Le 26 septembre, le festival Alternatiba a organisé à Paris un débat sur le thème « La transition écologique, une chance pour le climat, une chance pour l’emploi ». Le directeur de TAE (Travailler et Apprendre Ensemble), l’entreprise solidaire d’ATD Quart Monde, a expliqué que la lutte contre le chômage pouvait se concilier avec la transition écologique.

 

« Quand une entreprise ferme et que cela permet un mieux environnemental, cela peut être une catastrophe pour les salariés.
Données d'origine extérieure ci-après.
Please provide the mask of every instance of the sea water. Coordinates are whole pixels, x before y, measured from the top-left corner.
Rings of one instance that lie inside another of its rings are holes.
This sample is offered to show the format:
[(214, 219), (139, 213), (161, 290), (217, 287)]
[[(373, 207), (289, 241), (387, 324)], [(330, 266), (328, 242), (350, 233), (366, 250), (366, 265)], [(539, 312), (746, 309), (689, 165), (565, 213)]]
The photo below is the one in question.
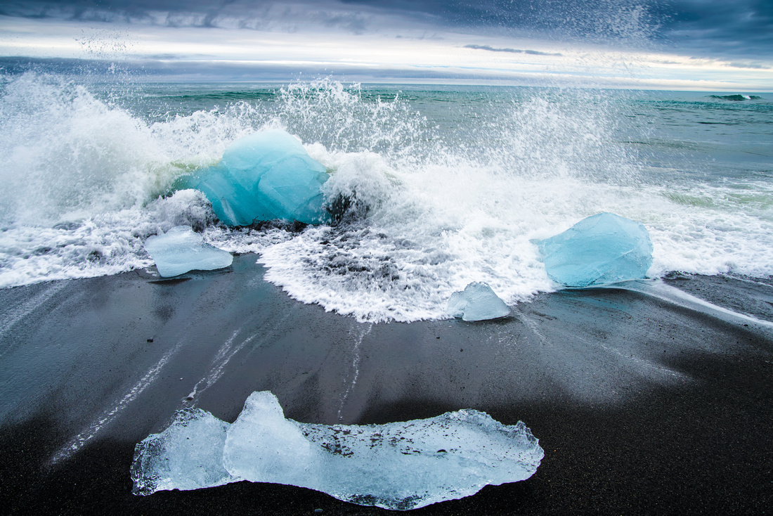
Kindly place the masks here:
[[(485, 282), (559, 285), (536, 241), (601, 212), (642, 223), (649, 277), (773, 275), (773, 97), (754, 92), (103, 80), (0, 74), (0, 287), (151, 268), (178, 225), (253, 252), (291, 297), (360, 321), (448, 317)], [(229, 228), (174, 191), (281, 128), (330, 174), (332, 225)]]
Mais comment leur expliquer ? » : Thierry Dedieu, secrétaire confédéral à la CFDT, a résumé au mieux le dilemme auquel les syndicats font face aujourd’hui : comment concilier, sans coût social, lutte contre le chômage et lutte contre le dérèglement climatique ?
Pour préserver l’avenir de la planète, il faut limiter le réchauffement, ce qui suppose de recourir à des énergies propres et de supprimer des activités polluantes. Or cela peut provoquer des fermetures d’usines et des cessations d’activités, avec le risque d’accroître encore le chômage.

« Pas d’emploi sur une planète morte »

Outre Thierry Dedieu, quatre intervenants siégeaient à la tribune : Bruno Lamour, président du collectif Roosevelt (1), qui animait le débat, Dominique Méda, philosophe et sociologue spécialiste du travail, Didier Aubé, secrétaire national de l’Union Syndicale Solidaires, et Didier Goubert, le directeur de TAE.
Le débat se tenait à la Bourse du Travail, à deux pas de la place de la République où Alternatiba – un mouvement qui appelle à des solutions alternatives pour sauver une planète menacée – qui avait planté ses tentes durant tout le week-end.
« Il n’y aura pas d’emploi sur une planète morte, a enchaîné Thierry Dedieu, il faut trouver un autre mode développement ». Le syndicaliste s’est ensuite interrogé sur « le degré de conscientisation du citoyen» face à l’urgence climatique : « Le citoyen travailleur ne voit pas clair, il est dans une situation de résistance ».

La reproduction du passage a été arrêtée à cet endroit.